A intolerável intolerância da esquerda caviar

Estava eu outro dia almoçando uma magnífica açorda de sável na Lúria, quando vejo no rodapé do Telejornal da SIC a magnífica tirada do Louçã retirando o direito ao Paulo Portas de se pronunciar sobre o direito à vida por nunca ter gerado uma vida. Até me ia ficando uma espinha entalada na garganta (ficou-se pela gengiva...). Que fique claro: defendo a despenalização do aborto.

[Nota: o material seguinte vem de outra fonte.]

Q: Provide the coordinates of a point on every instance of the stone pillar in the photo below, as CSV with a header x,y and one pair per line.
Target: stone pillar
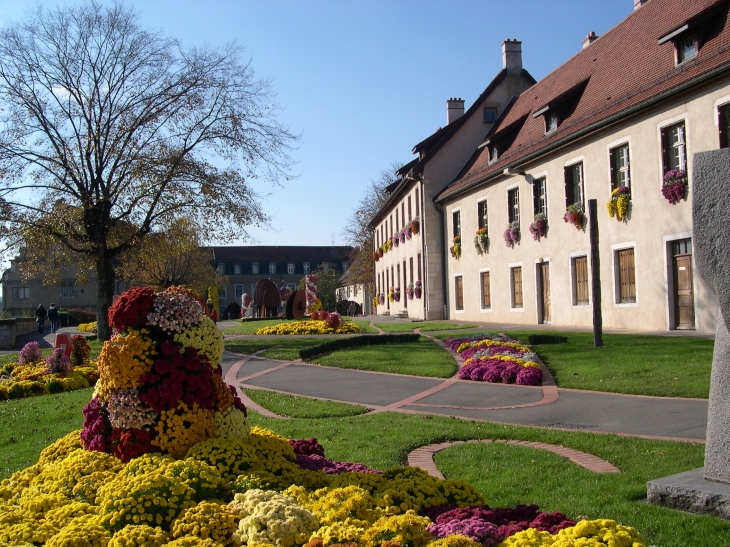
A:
x,y
707,490
711,218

No entanto, recuso-me a alinhar pela cartilha do Bloco de Esquerda (aliás, recuso-ma a alinhar por qualquer cartilha, sobre esta matéria ou qualquer outra), reveladora de intolerância inquisitorial, tantas vezes já revelada, mas nunca tão claramente como agora. Ficámos todos a saber que, se o BE mandasse - felizmente, não manda, e desde já aqui afirmo, a quem me quiser ler, que prefiro mil vezes uma maioria absoluta do PS do que uma coligação PS-BE -, quem não tem filhos não poderia ter opinião sobre o aborto. Façamos um pequeno exercício de extrapolação: quem não tem filhos, não pode (também) falar sobre educação; quem nunca foi à tropa não pode falar sobre defesa; quem é virgem não pode pronunciar-se sobre o uso do preservativo; quem nunca estudou economia, não pode pronunciar-se sobre o défice; quem nunca governou um país não pode criticar quem o governa; quem não conduz não pode falar sobre as SCUTS; quem é saudável não pode falar sobre as listas de espera; quem é hetero não pode falar sobre casamentos gay; etc, etc, etc.

Por estas e por outras é que outro dia, em animado jantar, quatro manos - entre os quais eu - concluíam já pouco ou nada ter a ver com a esquerda: nem com a tradicional (incarnada pelo defunto PCP) nem com esta gauche caviar do BE, hipócrita, reaccionária e profundamente intolerante para quem não alinha pela sua cartilha. É um bocado como o Bush: quem não está connosco, está contra nós.

Ah: e adorei ver o Daniel Oliveira defender a voz do dono. Felizmente, existe mais Barnabé para além do Daniel Oliveira.